"Nie możemy dopuścić do tego, żeby ten człowiek w Polsce dostał jeszcze jedną szansę" - tak o Donaldzie Tusku mówił w Gdyni prezes PiS Jarosław Kaczyński. - On już tak naszkodził, że niewielu może się z nim porównać. Po 1989 roku to nikt, a przed 1989 to nawet niektórzy sekretarze partyjni zrobili mniej szkód, niż on - dodał wicepremier.
Wicepremier Jarosław Kaczyński wziął udział w konwencji PiS w Gdyni. W swoim wystąpieniu skupił się na kwestiach bezpieczeństwa. Kilka chwil poświęcił jednak również politycznym przeciwnikom, w tym szczególnie jednemu - Donaldowi Tuskowi.
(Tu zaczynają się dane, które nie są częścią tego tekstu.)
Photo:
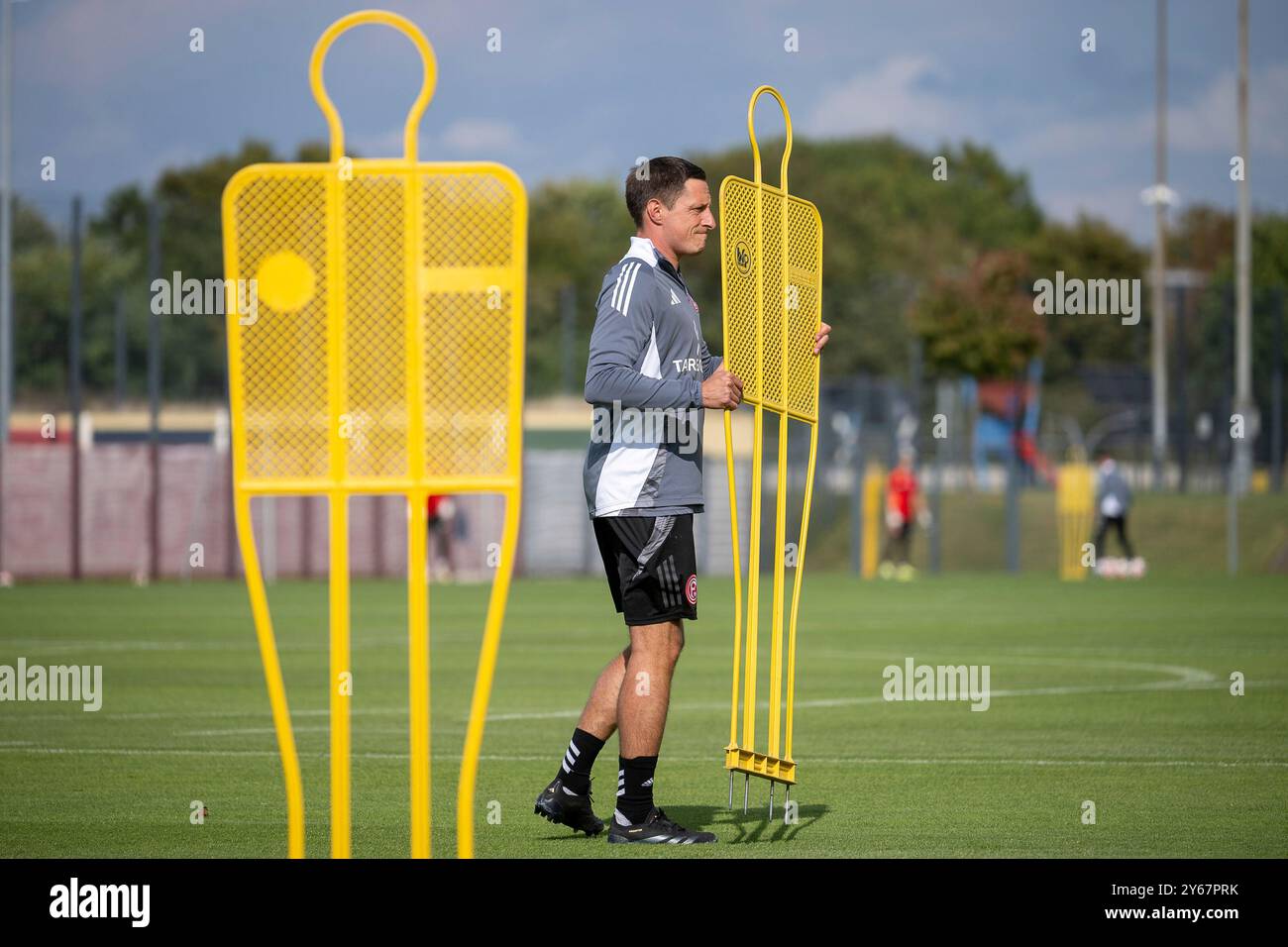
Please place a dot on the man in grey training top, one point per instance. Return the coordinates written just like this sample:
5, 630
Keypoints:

Kaczyński nie ma o nim dobrej opinii, czego wyrazem są słowa, które padły w Gdyni.
Nie możemy dopuścić do tego, żeby ten człowiek w Polsce dostał jeszcze jedną szansę. On już tak naszkodził, że niewielu może się z nim porównać. Po 1989 roku to nikt, a przed 1989 to nawet niektórzy sekretarze partyjni zrobili mniej szkód, niż on.
"Do Berlina!" - zaczęli skandować uczestnicy gdyńskiej konwencji PiS. Wtedy prezes partii zaproponował... jeszcze jeden kierunek dla swojego politycznego przeciwnika.
To dobra rada, ale są też inne opcje. Jest też opcja moskiewska, Putin też z otwartymi rękami przyjmie. Na Sybir? Nie nie, w żadnym wypadku. Będzie tam (w Moskwie) dobrze przyjęty. "Nasz człowiek w Warszawie" - tak o nim pisano.